MUSIK 16 ( Mark Graham – The Avengers 0’26)
SPRECHERIN
Marvel-Mastermind Stan Lee wird in einigen Filmen durch sogenannte Cameos, also Gast-Auftritte geehrt. 2018 stirbt der hochgeschätzte Comic-Pionier und Begründer des Marvel-Universums. Der Marvel-Konzern setzt da längst auf Zielgruppenforschung, wenn es darum geht, neue Heldinnen zu kreieren. Miss Marvel etwa ist, was man heute eine migrantisch gelesene Person nennt - eine Figur, die die große Zahl von Einwanderinnen und Einwandern aus Pakistan und Indien in den USA repräsentiert bzw. deren Nachkommen ansprechen soll.
SPRECHER
Kamala Khan ist 19, eine gute Schülerin und eine begeisterte Gamerin. Umgeben von einer Gluckenmutter, einem ehrgeizigen Vater und einem frommen Bruder findet sie Zuflucht im Schreiben von Fan-Fiction über Superhelden. Als sie in der Schule und zuhause in Schwierigkeiten gerät, kann sie sich retten, indem sie - wie ihre Idole - Superkräfte erlangt. Miss Marvel wird erst als gedruckte Comicreihe getestet, bevor die Figur 2022 zur Heldin einer TV-Serie wird.
SPRECHERIN
Superhelden sind fester Teil der westlichen Popkultur. Auch wenn jedem klar ist, dass es unmöglich ist: Wer würde nicht gerne einmal Kräfte haben wie Superman oder der Hulk?

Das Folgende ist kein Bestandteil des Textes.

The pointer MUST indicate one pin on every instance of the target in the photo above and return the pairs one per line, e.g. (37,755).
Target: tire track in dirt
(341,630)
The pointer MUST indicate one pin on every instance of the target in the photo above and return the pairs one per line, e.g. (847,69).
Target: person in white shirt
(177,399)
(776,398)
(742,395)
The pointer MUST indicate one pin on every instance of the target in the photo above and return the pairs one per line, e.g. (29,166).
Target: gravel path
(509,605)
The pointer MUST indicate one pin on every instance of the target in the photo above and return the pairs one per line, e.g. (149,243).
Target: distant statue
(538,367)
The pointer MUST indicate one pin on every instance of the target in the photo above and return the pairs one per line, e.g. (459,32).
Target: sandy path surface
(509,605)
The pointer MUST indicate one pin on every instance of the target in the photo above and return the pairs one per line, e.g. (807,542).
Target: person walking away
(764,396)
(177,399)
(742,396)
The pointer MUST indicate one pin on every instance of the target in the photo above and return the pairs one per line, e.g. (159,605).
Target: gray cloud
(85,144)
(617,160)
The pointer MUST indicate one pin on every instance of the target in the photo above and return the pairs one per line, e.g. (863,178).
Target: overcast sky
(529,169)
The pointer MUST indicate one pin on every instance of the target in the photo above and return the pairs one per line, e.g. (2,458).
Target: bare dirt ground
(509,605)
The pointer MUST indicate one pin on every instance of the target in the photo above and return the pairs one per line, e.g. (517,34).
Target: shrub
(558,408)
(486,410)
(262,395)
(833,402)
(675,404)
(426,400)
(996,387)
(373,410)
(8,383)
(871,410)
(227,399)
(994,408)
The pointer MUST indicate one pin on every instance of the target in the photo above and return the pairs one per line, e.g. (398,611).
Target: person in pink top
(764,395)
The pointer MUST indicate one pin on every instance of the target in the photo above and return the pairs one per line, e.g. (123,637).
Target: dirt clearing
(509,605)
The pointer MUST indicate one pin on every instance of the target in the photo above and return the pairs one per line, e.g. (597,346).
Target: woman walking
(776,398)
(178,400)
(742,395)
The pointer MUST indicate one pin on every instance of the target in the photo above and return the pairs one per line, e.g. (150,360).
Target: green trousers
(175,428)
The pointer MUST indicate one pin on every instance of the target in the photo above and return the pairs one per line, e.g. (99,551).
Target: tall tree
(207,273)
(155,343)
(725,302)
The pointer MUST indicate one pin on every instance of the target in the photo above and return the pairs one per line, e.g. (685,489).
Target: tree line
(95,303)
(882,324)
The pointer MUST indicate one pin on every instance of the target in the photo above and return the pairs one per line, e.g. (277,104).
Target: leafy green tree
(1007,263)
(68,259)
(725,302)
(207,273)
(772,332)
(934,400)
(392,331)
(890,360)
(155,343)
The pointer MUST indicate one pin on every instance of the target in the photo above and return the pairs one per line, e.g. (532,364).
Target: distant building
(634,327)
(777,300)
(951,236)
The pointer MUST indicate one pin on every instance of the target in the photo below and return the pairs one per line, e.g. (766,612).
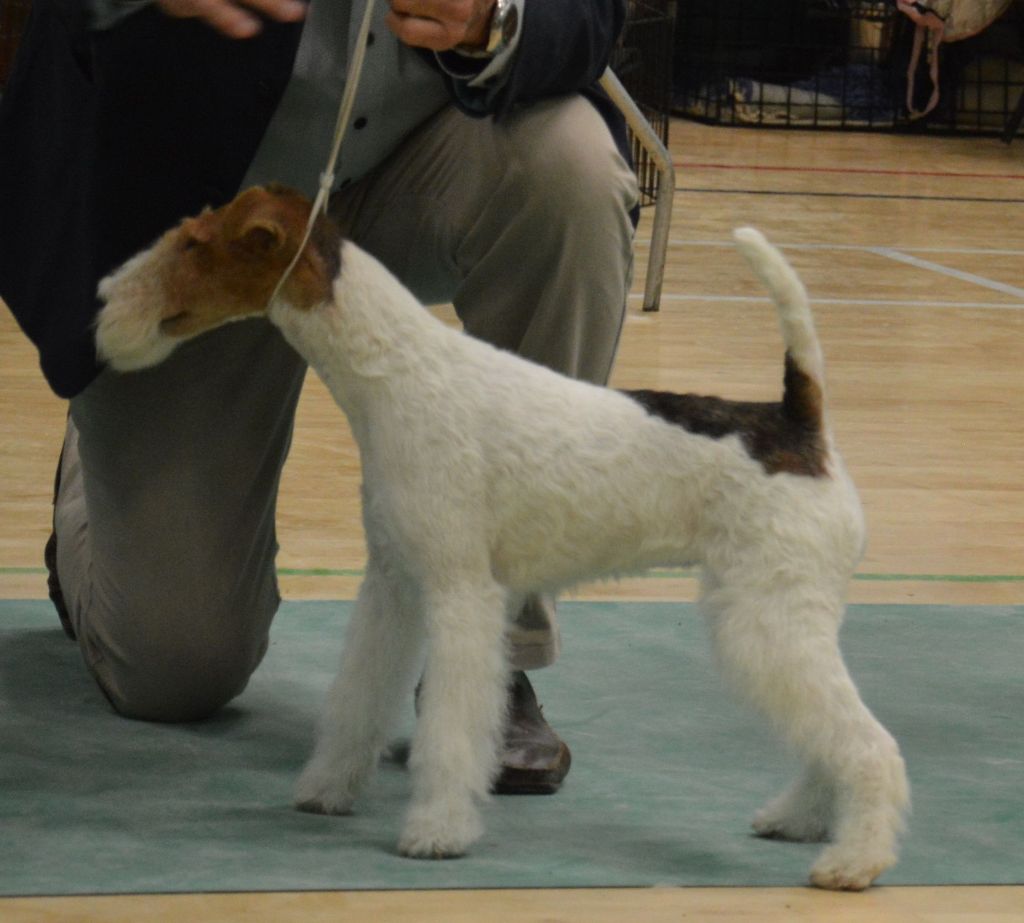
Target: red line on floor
(851,170)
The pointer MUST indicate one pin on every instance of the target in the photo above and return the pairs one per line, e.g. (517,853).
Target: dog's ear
(261,236)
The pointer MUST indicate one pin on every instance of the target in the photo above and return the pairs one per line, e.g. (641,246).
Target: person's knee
(174,675)
(569,162)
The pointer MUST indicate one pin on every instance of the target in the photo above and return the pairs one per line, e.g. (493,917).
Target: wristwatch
(504,26)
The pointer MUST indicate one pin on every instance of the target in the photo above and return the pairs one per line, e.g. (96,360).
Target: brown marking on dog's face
(782,436)
(225,263)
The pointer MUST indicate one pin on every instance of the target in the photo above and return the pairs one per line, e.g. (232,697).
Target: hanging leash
(344,114)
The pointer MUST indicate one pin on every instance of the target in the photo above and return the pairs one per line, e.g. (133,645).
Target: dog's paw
(837,870)
(439,832)
(322,790)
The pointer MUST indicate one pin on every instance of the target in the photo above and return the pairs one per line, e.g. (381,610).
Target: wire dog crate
(13,14)
(837,64)
(643,64)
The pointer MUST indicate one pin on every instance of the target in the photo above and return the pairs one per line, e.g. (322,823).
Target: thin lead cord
(341,125)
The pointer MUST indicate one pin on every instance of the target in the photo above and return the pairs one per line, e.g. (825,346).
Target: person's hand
(440,25)
(236,18)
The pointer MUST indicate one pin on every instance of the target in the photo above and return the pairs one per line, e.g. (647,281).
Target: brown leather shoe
(50,559)
(536,759)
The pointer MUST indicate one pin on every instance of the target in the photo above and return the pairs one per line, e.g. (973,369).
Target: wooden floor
(913,252)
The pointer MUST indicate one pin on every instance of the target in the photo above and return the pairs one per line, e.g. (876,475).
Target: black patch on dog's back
(781,436)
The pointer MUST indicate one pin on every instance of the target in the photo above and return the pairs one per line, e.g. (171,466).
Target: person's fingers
(237,18)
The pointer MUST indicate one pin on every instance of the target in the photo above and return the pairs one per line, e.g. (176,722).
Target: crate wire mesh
(13,14)
(837,64)
(642,61)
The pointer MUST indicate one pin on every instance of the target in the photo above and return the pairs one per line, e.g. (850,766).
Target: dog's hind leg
(780,649)
(379,662)
(455,752)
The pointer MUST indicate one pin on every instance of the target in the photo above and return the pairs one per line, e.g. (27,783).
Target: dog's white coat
(485,477)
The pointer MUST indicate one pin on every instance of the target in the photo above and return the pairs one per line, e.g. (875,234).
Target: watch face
(510,24)
(505,26)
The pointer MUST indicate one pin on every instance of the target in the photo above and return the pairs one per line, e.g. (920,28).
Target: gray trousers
(165,518)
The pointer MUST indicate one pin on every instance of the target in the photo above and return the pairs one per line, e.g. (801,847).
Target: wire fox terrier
(486,477)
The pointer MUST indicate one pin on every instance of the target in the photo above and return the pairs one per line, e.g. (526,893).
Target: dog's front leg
(454,759)
(379,667)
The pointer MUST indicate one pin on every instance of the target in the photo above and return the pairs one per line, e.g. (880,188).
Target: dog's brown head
(222,265)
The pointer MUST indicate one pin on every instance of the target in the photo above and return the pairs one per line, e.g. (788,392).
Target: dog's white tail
(805,386)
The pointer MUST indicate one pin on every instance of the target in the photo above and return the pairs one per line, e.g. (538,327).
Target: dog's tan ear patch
(261,237)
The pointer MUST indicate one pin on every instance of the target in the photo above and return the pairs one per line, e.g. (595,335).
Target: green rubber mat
(667,770)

MUSIK 17 ( Hildur Guðnadottir; The Hollywood Studio Symphony - Bad Comedian 1’03)
Aktuell sieht Andreas Platthaus das Superhelden-Genre sich in Richtung seiner Bösewichte bewegen. Die Geschichten insbesondere der Marvel-Superhelden sind für Andreas Platthaus auserzählt.
ZSP A. Platthaus - Schurken & gebrochene Helden angemessen
… Jetzt hat man eigentlich sämtliche prominente Figuren wirklich ausgemolken. Und ich glaube kaum, dass da noch irgendeine neue Facette zu erzielen ist. Darum sind Filme wie über Dead Pool oder eben den eben schon erwähnten Joker zurzeit viel interessanter und viel kassenträchtiger, weil die tatsächlich noch einmal etwas Neues erzählen, eben auch mit viel gebrocheneren Figuren. Und ich glaube, dass das wiederum etwas ist, was unserer Zeit entgegenkommt. Und wenn man danach fragt, inwieweit Superheldenfilme heute noch dem Unterhaltungsbedürfnis oder auch dem Belehrungs-Bedürfnis entsprechen, dann würde ich sagen, der Gespaltenheit unserer Gesellschaft und der Zwiespältigkeit, all dessen, was wir zurzeit weltgeschichtlich erleben, sind die Schurken und die gebrochenen Helden deutlich angemessener.